With consumerism and the economy finally beginning to bounce back, the demand for transportation services is also on the rise. The Consumer Price Index, the government’s gauge of costs for goods and services, rose 0.3 percent in June, following a 0.6 percent rise in May. The Conference Board’s Consumer Confidence Index also showed an increase and rose to 106.1 in July, the highest level since June 2002. If consumer prices and economic expectations are rising, it could reflect an uptick in consumer spending and demand for goods, which increases the demand for transportation services.

Locally, the transportation industry is doing well. After combining with Roadway Corp. in a deal valued at $1.05 billion in December, Kansas City based Yellow Roadway Corp. blew away earnings expectations during the second quarter of this year, with earnings increasing more than 50 percent from last year.
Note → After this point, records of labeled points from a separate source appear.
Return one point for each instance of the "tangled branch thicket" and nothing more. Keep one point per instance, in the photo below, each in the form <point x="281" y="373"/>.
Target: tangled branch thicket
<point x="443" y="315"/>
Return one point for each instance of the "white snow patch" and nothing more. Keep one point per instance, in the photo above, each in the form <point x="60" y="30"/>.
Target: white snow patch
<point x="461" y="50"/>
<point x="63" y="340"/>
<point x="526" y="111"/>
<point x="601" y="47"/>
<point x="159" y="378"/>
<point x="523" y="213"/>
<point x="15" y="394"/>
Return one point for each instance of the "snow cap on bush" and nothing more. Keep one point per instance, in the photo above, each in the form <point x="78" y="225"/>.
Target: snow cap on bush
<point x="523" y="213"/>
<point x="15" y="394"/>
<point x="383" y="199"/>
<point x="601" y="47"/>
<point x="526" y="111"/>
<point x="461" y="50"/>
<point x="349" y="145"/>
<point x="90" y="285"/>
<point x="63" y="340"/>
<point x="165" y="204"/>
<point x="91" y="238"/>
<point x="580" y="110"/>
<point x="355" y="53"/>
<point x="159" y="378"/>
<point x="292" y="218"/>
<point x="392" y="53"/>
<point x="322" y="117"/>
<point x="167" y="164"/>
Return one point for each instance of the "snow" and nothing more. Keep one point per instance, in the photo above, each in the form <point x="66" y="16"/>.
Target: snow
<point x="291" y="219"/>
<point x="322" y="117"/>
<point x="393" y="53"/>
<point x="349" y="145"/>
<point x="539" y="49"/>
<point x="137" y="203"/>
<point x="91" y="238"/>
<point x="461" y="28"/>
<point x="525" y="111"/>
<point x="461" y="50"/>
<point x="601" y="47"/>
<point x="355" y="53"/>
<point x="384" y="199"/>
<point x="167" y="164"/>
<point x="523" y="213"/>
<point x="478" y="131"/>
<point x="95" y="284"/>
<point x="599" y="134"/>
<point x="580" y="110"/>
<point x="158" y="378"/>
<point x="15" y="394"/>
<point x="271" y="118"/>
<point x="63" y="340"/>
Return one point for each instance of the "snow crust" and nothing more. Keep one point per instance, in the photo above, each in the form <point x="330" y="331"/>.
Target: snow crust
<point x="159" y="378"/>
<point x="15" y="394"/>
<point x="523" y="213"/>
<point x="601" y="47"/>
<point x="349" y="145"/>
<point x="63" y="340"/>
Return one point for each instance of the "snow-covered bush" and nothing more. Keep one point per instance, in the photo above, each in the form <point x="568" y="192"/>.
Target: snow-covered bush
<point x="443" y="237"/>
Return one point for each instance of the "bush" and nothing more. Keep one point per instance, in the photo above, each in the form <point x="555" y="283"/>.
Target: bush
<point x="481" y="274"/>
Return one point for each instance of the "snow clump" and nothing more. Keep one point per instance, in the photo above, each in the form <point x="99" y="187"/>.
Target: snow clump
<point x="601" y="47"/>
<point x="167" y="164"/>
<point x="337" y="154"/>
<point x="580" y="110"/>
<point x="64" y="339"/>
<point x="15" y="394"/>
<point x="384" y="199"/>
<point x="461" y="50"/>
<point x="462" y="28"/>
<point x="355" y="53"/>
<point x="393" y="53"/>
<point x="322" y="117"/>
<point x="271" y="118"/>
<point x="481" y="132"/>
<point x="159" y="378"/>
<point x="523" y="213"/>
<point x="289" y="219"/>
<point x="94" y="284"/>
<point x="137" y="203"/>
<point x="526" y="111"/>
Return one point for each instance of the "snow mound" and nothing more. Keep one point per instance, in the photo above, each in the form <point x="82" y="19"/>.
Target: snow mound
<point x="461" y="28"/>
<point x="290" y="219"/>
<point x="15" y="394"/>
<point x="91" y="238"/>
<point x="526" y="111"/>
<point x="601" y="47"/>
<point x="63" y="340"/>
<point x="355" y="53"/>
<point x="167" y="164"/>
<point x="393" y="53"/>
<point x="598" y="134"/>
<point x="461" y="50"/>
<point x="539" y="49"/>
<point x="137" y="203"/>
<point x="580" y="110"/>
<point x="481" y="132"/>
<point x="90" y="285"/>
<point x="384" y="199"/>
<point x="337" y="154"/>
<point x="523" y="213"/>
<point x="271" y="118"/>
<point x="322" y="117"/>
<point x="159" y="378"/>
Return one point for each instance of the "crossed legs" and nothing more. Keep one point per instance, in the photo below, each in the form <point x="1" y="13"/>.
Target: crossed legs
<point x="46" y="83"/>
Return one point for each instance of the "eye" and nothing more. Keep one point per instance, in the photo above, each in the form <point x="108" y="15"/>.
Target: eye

SCS Transportation purchase of Clark Brothers Transfer Inc. for $30.5 million adds new markets to SCS’s territory as it adds Kansas City, Chicago, Minneapolis and St. Louis to the route map, boosting the trucking firm’s reach to 29 states with 127 terminals.

Improving operations and a stronger economy propelled Kansas City Southern Railway to a profit and higher revenue through the second quarter of 2004. Business is up more than 5 percent from its 2003 numbers and KCS’s operations in Mexico are showing positive growth moving into the later half of 2004.

An interesting sign of growth for the Kansas City region is the increase of companies considering the region for new distribution facilities. Companies and consultants are reporting that the Kansas City area is showing up on their transportation cost models as an ideal location for regional distribution and national distribution.

Manufacturing is also on the rise in the Midwest and especially Kansas City. Ford’s Kansas City manufacturing plant was recently named the most productive plant in the country. At 490,000 units a year, it builds more vehicles than any other assembly plant in the country. The National Association of Manufacturers (NAM) also announced plans to launch a pilot program in the fall to boost the manufacturing industry’s need for a trained workforce to meet the growing demand.

In conclusion, 2004 was a challenging year but also a growth year. In 2005, the challenges facing the rail industry with a shortage of engineers and equipment will cause additional strains on their network that will also affect the motor carrier industry. Increases in imports coming into the United States will challenge port cities to become more flexible and creative. Kansas City’s central location, excellent transportation infrastructure and available land and workforce position this region for continued growth in 2005.